Processing image stack with CUDA function

Hi,

I have a stack of images (DICOM) that I would like to apply CUDA version of fastNlMeansDenoising filter. Is someone can suggest a good example to perform this operation. I’m looking to process stack as a batch because applying CUDA function on a single image one after the other is not efficient and longer than using CPU.

Thank you

i’m having some doubts, if this is possible.

the batch version only applies to CPU

Hi, when you say not efficient do you mean that it does not take advantage of the dependency between consecutive frames which I assume fastNlMeansDenoisingMulti() does or do you just mean it is slower than the CPU version? If it is the latter you may be able to optimize your code.

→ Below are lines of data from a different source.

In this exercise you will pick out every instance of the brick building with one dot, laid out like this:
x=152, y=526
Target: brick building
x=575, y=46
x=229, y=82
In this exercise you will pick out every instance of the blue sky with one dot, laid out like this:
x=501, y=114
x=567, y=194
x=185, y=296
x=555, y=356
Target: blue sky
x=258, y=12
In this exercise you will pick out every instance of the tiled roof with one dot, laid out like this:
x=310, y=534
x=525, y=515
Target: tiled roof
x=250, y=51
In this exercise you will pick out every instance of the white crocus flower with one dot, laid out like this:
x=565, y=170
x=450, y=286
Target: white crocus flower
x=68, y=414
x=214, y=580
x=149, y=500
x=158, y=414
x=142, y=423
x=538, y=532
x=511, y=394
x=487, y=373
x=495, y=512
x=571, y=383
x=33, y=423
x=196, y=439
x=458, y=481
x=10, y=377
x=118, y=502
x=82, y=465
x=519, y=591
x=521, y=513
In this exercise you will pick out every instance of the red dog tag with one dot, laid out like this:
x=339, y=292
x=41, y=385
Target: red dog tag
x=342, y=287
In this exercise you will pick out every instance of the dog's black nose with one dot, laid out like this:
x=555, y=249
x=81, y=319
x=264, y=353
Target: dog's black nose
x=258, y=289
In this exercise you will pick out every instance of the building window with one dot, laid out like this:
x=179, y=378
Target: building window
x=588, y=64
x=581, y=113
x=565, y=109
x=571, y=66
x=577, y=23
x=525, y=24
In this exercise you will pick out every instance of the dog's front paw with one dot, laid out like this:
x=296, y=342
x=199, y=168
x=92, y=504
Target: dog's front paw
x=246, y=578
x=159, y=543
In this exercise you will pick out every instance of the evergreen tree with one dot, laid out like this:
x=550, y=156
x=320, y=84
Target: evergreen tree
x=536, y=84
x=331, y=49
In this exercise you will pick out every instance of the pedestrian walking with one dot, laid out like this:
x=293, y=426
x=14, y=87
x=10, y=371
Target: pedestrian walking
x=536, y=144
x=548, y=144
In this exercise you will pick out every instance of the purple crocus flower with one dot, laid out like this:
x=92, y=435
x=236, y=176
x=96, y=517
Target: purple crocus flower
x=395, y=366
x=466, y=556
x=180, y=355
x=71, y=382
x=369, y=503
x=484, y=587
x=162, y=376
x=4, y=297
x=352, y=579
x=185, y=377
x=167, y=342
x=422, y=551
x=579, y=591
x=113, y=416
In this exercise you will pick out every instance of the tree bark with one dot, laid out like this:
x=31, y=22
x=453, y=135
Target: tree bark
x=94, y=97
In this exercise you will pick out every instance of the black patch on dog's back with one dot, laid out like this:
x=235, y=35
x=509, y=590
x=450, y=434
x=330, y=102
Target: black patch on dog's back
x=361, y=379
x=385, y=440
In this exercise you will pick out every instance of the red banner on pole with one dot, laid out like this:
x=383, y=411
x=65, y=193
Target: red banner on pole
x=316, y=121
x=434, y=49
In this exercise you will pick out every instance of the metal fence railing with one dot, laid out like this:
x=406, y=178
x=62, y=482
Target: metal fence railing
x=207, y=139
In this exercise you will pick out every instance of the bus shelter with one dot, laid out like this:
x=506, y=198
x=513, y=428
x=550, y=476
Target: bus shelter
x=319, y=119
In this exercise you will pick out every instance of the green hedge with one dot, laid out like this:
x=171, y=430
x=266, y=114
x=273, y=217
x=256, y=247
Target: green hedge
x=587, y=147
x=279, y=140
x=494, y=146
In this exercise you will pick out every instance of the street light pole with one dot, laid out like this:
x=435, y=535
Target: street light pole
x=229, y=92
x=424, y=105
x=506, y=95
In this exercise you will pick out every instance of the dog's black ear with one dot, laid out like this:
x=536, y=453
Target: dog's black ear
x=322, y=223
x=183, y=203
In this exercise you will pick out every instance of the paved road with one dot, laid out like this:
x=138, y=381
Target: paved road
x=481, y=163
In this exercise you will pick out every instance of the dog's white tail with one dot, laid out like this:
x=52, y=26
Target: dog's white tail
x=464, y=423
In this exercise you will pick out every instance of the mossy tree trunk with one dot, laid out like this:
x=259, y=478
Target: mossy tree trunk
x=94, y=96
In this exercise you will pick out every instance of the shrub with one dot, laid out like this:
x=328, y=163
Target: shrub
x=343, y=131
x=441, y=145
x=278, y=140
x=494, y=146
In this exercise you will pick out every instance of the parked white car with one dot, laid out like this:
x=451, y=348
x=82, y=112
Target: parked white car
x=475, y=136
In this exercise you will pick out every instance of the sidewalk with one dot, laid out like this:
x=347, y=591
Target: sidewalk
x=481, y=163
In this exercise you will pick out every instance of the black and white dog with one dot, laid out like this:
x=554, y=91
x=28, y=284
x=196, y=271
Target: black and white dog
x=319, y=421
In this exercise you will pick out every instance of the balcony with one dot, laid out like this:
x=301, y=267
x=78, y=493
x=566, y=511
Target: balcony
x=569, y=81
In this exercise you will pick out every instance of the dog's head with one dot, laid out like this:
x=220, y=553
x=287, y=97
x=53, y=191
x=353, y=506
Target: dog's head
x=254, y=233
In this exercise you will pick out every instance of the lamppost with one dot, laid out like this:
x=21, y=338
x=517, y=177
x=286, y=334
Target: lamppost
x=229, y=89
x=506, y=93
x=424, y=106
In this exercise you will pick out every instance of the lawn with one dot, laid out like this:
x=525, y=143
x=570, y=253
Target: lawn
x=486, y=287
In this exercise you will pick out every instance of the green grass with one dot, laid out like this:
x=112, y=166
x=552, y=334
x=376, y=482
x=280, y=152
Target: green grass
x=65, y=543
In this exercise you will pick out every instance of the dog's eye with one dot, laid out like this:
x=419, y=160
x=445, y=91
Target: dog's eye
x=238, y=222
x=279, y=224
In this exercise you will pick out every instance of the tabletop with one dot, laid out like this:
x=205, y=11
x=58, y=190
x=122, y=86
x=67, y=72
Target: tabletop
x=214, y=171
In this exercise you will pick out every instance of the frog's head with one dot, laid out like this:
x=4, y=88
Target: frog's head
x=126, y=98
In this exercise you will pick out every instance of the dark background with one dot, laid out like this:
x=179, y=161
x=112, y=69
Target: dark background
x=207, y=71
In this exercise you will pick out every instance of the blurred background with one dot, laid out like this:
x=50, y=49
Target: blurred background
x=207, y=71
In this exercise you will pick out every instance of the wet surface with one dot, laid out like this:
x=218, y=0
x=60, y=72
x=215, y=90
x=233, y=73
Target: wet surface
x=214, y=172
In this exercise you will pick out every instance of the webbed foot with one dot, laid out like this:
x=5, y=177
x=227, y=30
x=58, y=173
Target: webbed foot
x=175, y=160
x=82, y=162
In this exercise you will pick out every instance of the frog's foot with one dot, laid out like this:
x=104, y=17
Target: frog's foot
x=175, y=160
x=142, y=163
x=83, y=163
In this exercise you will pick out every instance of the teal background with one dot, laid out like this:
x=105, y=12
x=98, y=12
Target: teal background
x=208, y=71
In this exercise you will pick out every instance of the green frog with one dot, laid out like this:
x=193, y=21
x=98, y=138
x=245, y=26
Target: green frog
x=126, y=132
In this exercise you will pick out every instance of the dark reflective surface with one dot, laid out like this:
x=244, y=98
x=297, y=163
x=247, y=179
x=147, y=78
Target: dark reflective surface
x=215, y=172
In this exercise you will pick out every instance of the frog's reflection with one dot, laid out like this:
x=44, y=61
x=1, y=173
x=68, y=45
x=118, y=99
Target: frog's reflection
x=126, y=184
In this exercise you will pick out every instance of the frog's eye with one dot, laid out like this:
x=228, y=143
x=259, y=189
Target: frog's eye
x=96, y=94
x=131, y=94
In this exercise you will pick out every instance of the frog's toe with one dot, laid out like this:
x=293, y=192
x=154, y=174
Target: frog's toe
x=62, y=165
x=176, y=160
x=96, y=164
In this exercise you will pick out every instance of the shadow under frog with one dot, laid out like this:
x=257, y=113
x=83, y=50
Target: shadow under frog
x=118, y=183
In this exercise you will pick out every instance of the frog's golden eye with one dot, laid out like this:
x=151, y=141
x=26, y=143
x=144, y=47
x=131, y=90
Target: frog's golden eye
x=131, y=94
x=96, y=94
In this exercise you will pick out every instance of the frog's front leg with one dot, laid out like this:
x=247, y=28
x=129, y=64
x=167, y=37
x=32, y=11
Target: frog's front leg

My experience with fastNlMeansDenoisingMulti() on GPU is it takes more time to process single image on GPU than on a CPU. My job is to process between 500 to 1000 images. I see my problem as doing processing on a video stream. Can I have a gain to do it as a video stream?

How are you timing that, are you including the upload/download to the GPU in the timing? Which GPU/CPU are you comparing? Are you timing a single call, the time for the first run on the GPU is always orders of magnitude greater than subsequent ones? Are you using C++ or python?

Yes my timing for now is on a single call. Do you think is I do a loop on my stack it can be faster? Latest test were on a I9 CPU and a Quadro T2000 for GPU

You may find this post useful

Essentially there could be a lot of things at play but I would first try timing the second or third run on the GPU as it should be substantially faster than the first.

Additionally your GPU is on the lower end of Nvidia’s line up. For example an RTX 3080 has ~8x the floating point performance of your card (that’s crazy when compared to a CPU, I would really struggle to find something with 1/8 the performance of an i9). I mention this because you may not see such a great performance increase in going from a top end Intel chip to a low end Nvidia GPU.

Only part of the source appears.